Bramble Foods Ltd (the Company) generates a third of its total annual turnover in the eight weeks from mid-September onwards, in the lead-up to Christmas. As this is its busiest period, its employees are expected to work additional hours. Their contracts include a clause that requires them to “work such further hours as may be reasonably necessary to fulfil [their] duties or the needs of the business”. In 2014, the Company formalised its overtime arrangements by asking its employees to select between four to eight shifts, lasting four hours, on Saturday mornings in September and October when the Company would be producing its gift packs and hampers ready for Christmas. The Company adopted the same arrangement the following year. However, Mrs Edwards refused to sign up to the additional shifts, despite all of her colleagues doing so. Following a number of informal discussions, the Company dismissed Mrs Edwards. Its primary concern was that her colleagues would revoke their agreement to work overtime if the Company was seen to excuse Mrs Edwards. Mrs Edwards brought a claim for unfair dismissal as a result.
Whilst it accepted that there were minor flaws in the Company’s process, the Tribunal held that “dismissal was inarguably within the range of reasonable responses” as Mrs Edwards’ excuse that she spends Saturday mornings with her husband was not a legitimate one. The Tribunal considered that her refusal to work the overtime as requested had the potential to disrupt the whole business.
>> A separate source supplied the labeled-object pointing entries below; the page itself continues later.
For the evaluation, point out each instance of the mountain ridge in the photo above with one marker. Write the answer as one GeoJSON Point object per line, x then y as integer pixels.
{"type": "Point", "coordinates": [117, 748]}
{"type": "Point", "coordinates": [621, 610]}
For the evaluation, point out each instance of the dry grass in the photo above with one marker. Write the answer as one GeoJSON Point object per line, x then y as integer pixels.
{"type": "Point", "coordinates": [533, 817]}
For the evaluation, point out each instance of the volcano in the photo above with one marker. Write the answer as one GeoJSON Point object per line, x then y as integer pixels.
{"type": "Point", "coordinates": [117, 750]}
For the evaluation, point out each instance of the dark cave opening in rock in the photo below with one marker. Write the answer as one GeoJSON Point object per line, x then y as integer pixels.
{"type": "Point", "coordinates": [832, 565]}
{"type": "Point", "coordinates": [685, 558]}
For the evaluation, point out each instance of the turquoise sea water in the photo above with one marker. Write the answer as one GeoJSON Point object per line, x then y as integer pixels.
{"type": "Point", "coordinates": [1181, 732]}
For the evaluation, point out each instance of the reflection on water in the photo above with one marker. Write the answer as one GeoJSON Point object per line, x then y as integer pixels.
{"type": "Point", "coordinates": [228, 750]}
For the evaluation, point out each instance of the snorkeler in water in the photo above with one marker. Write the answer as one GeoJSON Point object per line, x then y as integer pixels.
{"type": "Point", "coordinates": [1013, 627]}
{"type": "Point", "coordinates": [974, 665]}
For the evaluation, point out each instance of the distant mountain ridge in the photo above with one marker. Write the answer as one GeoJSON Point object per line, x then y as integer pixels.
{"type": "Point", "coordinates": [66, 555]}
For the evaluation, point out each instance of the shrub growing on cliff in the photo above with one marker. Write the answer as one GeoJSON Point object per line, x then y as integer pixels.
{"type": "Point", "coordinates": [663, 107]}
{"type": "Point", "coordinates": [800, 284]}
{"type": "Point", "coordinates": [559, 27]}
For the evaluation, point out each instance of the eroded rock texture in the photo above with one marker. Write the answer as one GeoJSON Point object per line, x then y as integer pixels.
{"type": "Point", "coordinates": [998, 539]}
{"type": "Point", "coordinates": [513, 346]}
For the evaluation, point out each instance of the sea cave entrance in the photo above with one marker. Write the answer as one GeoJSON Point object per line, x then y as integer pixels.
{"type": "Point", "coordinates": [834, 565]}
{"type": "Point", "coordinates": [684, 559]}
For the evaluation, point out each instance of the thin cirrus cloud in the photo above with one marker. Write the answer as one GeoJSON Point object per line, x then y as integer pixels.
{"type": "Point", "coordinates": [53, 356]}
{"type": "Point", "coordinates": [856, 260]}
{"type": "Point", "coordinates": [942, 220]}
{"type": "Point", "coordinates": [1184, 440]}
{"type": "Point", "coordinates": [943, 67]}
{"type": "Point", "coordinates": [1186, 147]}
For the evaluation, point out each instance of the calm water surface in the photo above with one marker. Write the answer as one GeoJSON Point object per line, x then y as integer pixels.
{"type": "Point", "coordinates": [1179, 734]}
Many employers will be expected to meet tighter deadlines under a greater workload in the lead-up to Christmas. While this is only a first instance decision (and therefore not binding on other tribunals), it is helpful in highlighting what amounts to a reasonable request with regards to overtime. Of course, employers cannot expect their employees to agree to work overtime where they are contracted to work fixed hours and there is no clause (as above) which requires them to work more hours to meet the demands of the business. To avoid facing the same issues as in this case and to mitigate any risk of being short-staffed this Christmas, follow our top tips below:
- Request that employees sign up to overtime as far in advance as possible – this will allow employees to plan around extended working hours as necessary;
- Offer employees an incentive to sign up to the extra hours – for example, increased pay for any overtime worked, or a free breakfast or dinner if the employee is working particularly unsociable hours;
- Ensure employees are given adequate rest breaks throughout the working day – this is especially important where an employee is working overtime;
- Where possible, try to schedule a day with reduced hours (or even better, a day off) for an employee who has worked overtime the previous day – this will ensure that the employee does not feel overworked and is more likely to sign up for more hours on another day;
- Take account of employees’ religious beliefs – not all employees will celebrate Christmas and may not mind working Christmas Eve or Christmas Day where required. Conversely, employees who do celebrate Christmas for religious purposes should be given enough flexibility to take time off at this time. Equally, employees who observe other religions should be offered the same flexibility when requesting time off to celebrate their religious events throughout the year.